Neutrality and Total War, 1914-1918

The First World War saw breaches of neutrality on an unprecedented scale. Belligerents invaded neutral territory and assumed “belligerent rights” at sea that infringed upon both the spirit of pre-1914 agreements and decades of precedence. Since the stability of the international system was no longer a concern – rather, both belligerent blocs rephrased their war efforts as a fight to change the world for the better – a state’s neutrality had to serve a practical purpose to the belligerents. Sometimes, these purposes were shared by all belligerents – the Netherlands’ neutrality was made possible, amongst other things, by shared unwillingness to open a new front so close to important German and British population centres – but more often than not they were contradictory. Often, only the (real or perceived) economic benefits and the danger of pushing a neutral into the enemy camp served to limit belligerent pressure, something skilled neutral diplomatists could exploit.[3]

Moreover, in those states that had been permanently neutralised (e.g. Switzerland) or had been long-time neutrals (e.g. the Netherlands and Sweden) a connection between national identity and neutrality had been forged during the 19th century that survived the First World War. Other states remained neutral because it was deemed the least divisive option (e.g. in Spain). These remained in the minority, however. Most states that declared their neutrality at the outbreak of war in July 1914 ended up formally (such as Bulgaria or Romania) or informally declaring sides (such as those countries associated with the Allies or the Central Powers, one example of the latter being Uruguay). Their ruling elites felt that national ambitions could seemingly only be realised through active engagement with the war or a seat at the table at the peace conference that would end it. For example, the unification of all Italians in one state, interventionists successfully argued in early 1915, could only be achieved by forcefully liberating the irredentist territories. And the American government contended in 1917 that it could not tolerate a global order dictated by the German Kaiser; it therefore fought to make sure the peace settlement would be one in accord with American values, interests and ambitions.

Neutrality could also be lost due to belligerent infractions: the sovereignty of Belgium and Albania, for example, were sacrificed simply because the perceived strategic benefits of doing so outweighed the downsides. Only where both a neutral state’s own population and the belligerent powers remained convinced that neutrality’s benefits outweighed belligerency could neutrality survive the First World War.[4] The fact that on 11 November 1918 only a handful of states had remained neutral (in Europe: Norway, Sweden, Denmark, the Netherlands, Switzerland and Spain; in South America: Mexico, Chile and Argentina) suggests that the ability to do so during the First World War was the exception rather than the rule.

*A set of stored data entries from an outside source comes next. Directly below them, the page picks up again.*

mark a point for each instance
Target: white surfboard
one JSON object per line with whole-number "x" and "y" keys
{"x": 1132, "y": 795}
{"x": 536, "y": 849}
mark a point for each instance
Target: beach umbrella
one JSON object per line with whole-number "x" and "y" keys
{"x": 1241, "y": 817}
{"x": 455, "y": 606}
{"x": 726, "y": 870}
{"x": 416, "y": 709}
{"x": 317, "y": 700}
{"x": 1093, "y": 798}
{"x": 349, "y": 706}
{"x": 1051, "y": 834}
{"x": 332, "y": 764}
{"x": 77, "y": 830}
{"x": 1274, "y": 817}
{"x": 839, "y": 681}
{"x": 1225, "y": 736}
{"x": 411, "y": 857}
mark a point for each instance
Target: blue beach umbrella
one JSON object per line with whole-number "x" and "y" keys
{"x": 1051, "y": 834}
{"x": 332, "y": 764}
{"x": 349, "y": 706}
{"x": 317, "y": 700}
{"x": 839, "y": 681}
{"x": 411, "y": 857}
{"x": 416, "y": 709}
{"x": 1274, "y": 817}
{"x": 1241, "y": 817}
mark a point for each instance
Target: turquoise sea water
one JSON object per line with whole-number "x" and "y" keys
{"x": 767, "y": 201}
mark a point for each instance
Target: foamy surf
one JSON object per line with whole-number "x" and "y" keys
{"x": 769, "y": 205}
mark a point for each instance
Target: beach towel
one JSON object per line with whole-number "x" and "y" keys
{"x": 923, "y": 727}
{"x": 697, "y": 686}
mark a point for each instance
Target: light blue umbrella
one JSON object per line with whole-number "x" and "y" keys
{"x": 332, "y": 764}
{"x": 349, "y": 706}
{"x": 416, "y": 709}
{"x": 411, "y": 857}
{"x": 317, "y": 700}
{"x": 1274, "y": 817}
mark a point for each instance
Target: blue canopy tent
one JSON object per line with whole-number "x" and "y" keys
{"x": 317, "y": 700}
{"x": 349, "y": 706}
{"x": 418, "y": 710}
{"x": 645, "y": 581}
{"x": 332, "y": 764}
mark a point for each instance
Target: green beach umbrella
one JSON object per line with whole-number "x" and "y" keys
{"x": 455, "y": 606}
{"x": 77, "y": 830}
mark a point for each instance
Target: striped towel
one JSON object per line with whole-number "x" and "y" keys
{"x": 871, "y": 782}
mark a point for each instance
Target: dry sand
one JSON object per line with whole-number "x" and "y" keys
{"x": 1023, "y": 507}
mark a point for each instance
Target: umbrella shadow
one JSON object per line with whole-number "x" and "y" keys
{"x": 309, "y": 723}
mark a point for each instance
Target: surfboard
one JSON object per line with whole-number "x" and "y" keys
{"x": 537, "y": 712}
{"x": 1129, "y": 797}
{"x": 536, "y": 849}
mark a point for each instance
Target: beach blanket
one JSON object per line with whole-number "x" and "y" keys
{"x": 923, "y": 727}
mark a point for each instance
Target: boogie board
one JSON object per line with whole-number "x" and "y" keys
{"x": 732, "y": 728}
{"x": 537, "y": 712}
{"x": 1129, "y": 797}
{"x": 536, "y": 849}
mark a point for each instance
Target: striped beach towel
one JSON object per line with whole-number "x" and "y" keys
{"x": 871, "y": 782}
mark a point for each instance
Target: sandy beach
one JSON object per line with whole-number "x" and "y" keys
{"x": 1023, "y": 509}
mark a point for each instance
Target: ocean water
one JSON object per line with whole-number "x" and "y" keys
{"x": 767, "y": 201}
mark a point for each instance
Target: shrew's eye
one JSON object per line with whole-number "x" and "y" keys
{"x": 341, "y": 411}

In addition to neutral states – and citizens self-identifying as neutral – some international organisations and institutions such as the International Committee of the Red Cross and the Holy See also remained neutral throughout the war. Here, too, continued neutrality was dependent on the combination of the continued utility of their services rendered to the belligerents and their perceived self-interest in continued non-involvement in the conflict.